Following the meeting, the trust assured the committee it had a clear action plan to address recommendations from the Care Quality Commission’s inspection.

It said it had commissioned Healthwatch to work with the trust to review ‘patient experience’.

It pointed to new ways of improving patient care that would reduce the need for patients to attend hospital.

These include plans for some services – such as muscoskeletal, adult ophthalmology, ear nose and throat  and community gynaecology – to be commissioned directly through the CCG and available elsewhere.

At the meeting, Ms Halfpenny told the committee that West Herts Hospitals Trust was an organisation that was focussed on the patient experience.

She said the new chief executive had increased Care Quality Commission ratings at previous trusts – and they were determined to do the same at West Herts.

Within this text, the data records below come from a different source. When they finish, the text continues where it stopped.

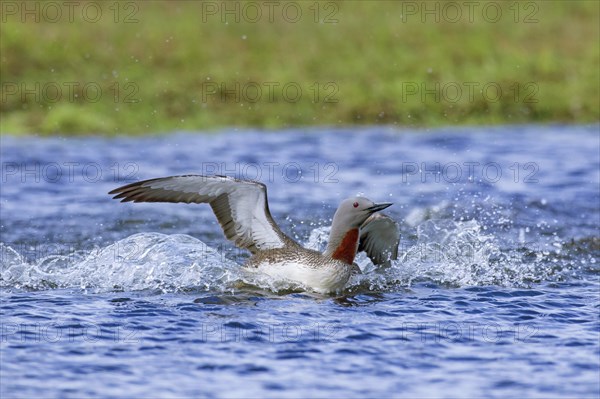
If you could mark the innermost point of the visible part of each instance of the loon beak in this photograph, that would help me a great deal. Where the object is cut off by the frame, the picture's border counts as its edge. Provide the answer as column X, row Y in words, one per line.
column 378, row 207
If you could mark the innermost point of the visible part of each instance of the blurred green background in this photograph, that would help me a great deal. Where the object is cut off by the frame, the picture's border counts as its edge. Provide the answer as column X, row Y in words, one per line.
column 141, row 67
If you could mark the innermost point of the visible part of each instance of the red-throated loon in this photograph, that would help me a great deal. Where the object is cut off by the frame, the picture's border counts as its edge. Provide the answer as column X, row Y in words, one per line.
column 242, row 210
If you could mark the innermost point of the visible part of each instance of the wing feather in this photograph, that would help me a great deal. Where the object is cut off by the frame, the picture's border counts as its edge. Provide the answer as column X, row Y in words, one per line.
column 379, row 238
column 240, row 206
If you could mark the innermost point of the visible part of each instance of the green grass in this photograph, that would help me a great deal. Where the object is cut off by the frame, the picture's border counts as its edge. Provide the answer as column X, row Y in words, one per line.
column 154, row 74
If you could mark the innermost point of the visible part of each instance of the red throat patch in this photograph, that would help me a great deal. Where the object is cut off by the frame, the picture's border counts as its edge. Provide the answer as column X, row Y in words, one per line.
column 346, row 251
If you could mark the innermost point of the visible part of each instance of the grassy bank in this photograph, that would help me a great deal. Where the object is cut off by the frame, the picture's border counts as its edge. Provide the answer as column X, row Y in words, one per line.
column 124, row 68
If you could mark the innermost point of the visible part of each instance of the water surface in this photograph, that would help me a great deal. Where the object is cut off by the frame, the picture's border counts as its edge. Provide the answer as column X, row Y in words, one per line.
column 496, row 292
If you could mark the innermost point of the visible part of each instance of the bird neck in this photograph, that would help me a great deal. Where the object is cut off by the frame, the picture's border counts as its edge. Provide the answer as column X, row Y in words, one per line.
column 343, row 246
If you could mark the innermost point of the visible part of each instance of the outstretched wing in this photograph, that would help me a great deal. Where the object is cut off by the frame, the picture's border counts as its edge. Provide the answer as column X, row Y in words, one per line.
column 240, row 206
column 379, row 238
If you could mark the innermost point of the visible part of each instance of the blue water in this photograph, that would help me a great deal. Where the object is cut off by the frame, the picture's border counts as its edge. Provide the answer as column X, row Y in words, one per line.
column 496, row 291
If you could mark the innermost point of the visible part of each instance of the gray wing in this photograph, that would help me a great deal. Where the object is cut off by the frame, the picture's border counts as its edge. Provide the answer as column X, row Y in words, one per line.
column 240, row 206
column 379, row 238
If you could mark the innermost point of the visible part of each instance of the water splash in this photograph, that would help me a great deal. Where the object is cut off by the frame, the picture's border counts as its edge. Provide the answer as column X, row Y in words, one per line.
column 445, row 252
column 145, row 261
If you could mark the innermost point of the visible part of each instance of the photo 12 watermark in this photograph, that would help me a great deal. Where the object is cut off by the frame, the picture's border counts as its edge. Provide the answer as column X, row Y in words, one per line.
column 469, row 92
column 435, row 332
column 469, row 172
column 226, row 12
column 69, row 11
column 525, row 12
column 67, row 172
column 204, row 332
column 268, row 92
column 71, row 92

Among newer initiatives she pointed to follow-up phone calls that were now made to patients following their discharge from hospital – to make sure they were safely at home and that their package of care was in place.

She said staff surveys have shown an increase in terms of staff morale.

At the meeting Liberal Democrat Cllr Kareen Hastrick said: “It was quite obvious from the report we were given that not enough weight was put into the patient experience . . . I am pleased to see that’s been addressed.”

Councillors accepted that all of the recommendations had been acted on and completed.